For what it's worth, prospect theory helps explain this paradox.
The first aspect is how probability functions in the mind. In experiment one, you're comparing 1% to 10%. A 1% objective probability gets stretched drastically to a 10% subjective probability, while a 10% probability gets stretched to 15%. Functionally, your brain feels like there's a 1.5x difference in probability when there's really a 10x difference in probability. In experiment two, you're comparing 10% to 11%. The subjective probabilities are going to be almost equally stretched (say, 10%->15% and 11%->16%). Functionally, your brain feels like there's an 1.06x difference between them when there's really a 1.10x difference. In other terms your brain discounts the difference between 1% and 10% disproportionately to the difference between 10% and 11%.

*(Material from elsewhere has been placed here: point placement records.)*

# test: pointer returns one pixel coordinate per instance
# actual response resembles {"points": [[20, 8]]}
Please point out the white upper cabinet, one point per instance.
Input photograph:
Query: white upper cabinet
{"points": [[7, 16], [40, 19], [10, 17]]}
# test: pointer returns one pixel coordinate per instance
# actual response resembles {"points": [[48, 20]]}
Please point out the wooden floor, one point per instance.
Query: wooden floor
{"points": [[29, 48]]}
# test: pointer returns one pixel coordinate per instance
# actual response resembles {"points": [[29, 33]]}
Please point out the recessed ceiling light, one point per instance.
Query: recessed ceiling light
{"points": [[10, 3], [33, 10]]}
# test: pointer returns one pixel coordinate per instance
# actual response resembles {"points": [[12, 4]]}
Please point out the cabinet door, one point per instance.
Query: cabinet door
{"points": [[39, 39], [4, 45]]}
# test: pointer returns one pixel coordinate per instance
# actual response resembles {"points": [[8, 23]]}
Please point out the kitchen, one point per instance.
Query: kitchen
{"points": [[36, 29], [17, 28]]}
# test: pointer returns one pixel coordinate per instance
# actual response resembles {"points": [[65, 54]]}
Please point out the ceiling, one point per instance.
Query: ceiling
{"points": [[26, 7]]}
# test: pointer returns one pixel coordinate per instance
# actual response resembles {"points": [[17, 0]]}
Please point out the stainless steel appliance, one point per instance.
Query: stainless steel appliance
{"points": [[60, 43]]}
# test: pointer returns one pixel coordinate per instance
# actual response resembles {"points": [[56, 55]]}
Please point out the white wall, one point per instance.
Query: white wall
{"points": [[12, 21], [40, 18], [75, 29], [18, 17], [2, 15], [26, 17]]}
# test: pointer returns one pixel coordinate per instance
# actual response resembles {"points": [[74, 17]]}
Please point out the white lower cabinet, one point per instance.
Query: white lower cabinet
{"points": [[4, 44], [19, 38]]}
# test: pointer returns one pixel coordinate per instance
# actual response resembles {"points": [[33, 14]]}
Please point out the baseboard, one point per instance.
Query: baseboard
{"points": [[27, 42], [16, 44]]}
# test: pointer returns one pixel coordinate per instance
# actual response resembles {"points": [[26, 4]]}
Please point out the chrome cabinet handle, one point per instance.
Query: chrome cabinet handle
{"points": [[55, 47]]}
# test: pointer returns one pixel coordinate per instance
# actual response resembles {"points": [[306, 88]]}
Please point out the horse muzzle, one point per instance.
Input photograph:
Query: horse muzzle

The second aspect has to do with how we compress expected values. In experiment two, we're comparing an expected gain of $1m with $5m. If the most utilons we can gain or lose is 100, then $5m would be around 90 utilons (best thing ever!) and $1m would be 70 utilons (omg great thing!), a difference of 20 utilons. In experiment one, we're looking at gaining 90 utilons (win $5m, best thing ever!) or losing 90 utilons (lose $1m, worst thing ever!) for a 180 utilon difference. Basically, losses and gains are compressed separately differently, and our expect utilities are based on whatever our set point is.
Combined, your brain feels like experiment one is asking you to choose between 70 expected utilons (70 utilons @ 100%) or ~67 expected utilons (70 utilons @ 89% plus 90 utilons @ 15% minus 90 utilons @ 10%). Experiment two feels like choosing between 11.2 expected utilons (70 utilons at 16%) or 13.5 expected utilons (90 utilons @ 15%). In other words, the math roughly matches out with a being 'really close, but I'd rather have the sure thing' in experiment one and 'yeah, the better payoff overcomes less odds' in experiment two.
I'm not trying to say if this is how we should calculate subjective probabilities, but it seems to be how we actually do it. Personally, this decision feels so right that I'd err on the side of evolution for now. I would not be surprised if the truly rational answer is to trust our heuristics because the naively rational answer only works in hypothetical models.
There are a number of experiments that throughout the years has shown that expected utility theory EUT fails to predict actual observed behavior of people in decision situations. Take for example Allais paradox. Whether or not an average human being can be considered a rational agent has been under debate for a long time, and critics of EUT points out the inconsistency between theory and observation and concludes that theory is flawed. I will begin from Allais paradox, but the aim of this discussion is actually to reach something much broader. Asking if it should be included in a chain of reasoning, the distrust in the ability to reason.
From Wikipedia:
I would say that there is a difference between E1 and E2 that EUT does not take into account. That is that in E1 understanding 1B is a more complex computational task than understanding 1A while in E2 understanding 2A and 2B is more equal. There could therefore exist a bunch of semi-rational people out there that have difficulties in understanding the details of 1B and therefore assign a certain level of uncertainty to their own "calculations". 1A involves no calculations; they are sure to receive 1 000 000! This uncertainty then makes it rational to choose the alternative they are more comfortable in. Whereas in E2 the task is simpler, almost a no-brainer.
Now if by rational agents considering any information processing entity capable of making choices, human or AI etc and considering more complex cases, it would be reasonable to assume that this uncertainty grows with the complexity of the computational task. This then should at some point make it rational to make the "irrational" set of choices when weighing in the agents uncertainty in the its own ability to make calculated choices!
Usually decision models takes into account external factors of uncertainty and risk for dealing with rational choices, expected utility, risk aversion etc. My question is: Shouldn't a rational agent also take into account an internal (introspective) analysis of its own reasoning when making choices? (Humans may well do - and that would explain Allais paradox as an effect of rational behavior).
Basically - Could decision models including these kinds of introspective analysis do better in: 1. Explaining human behavior, 2. Creating AI's?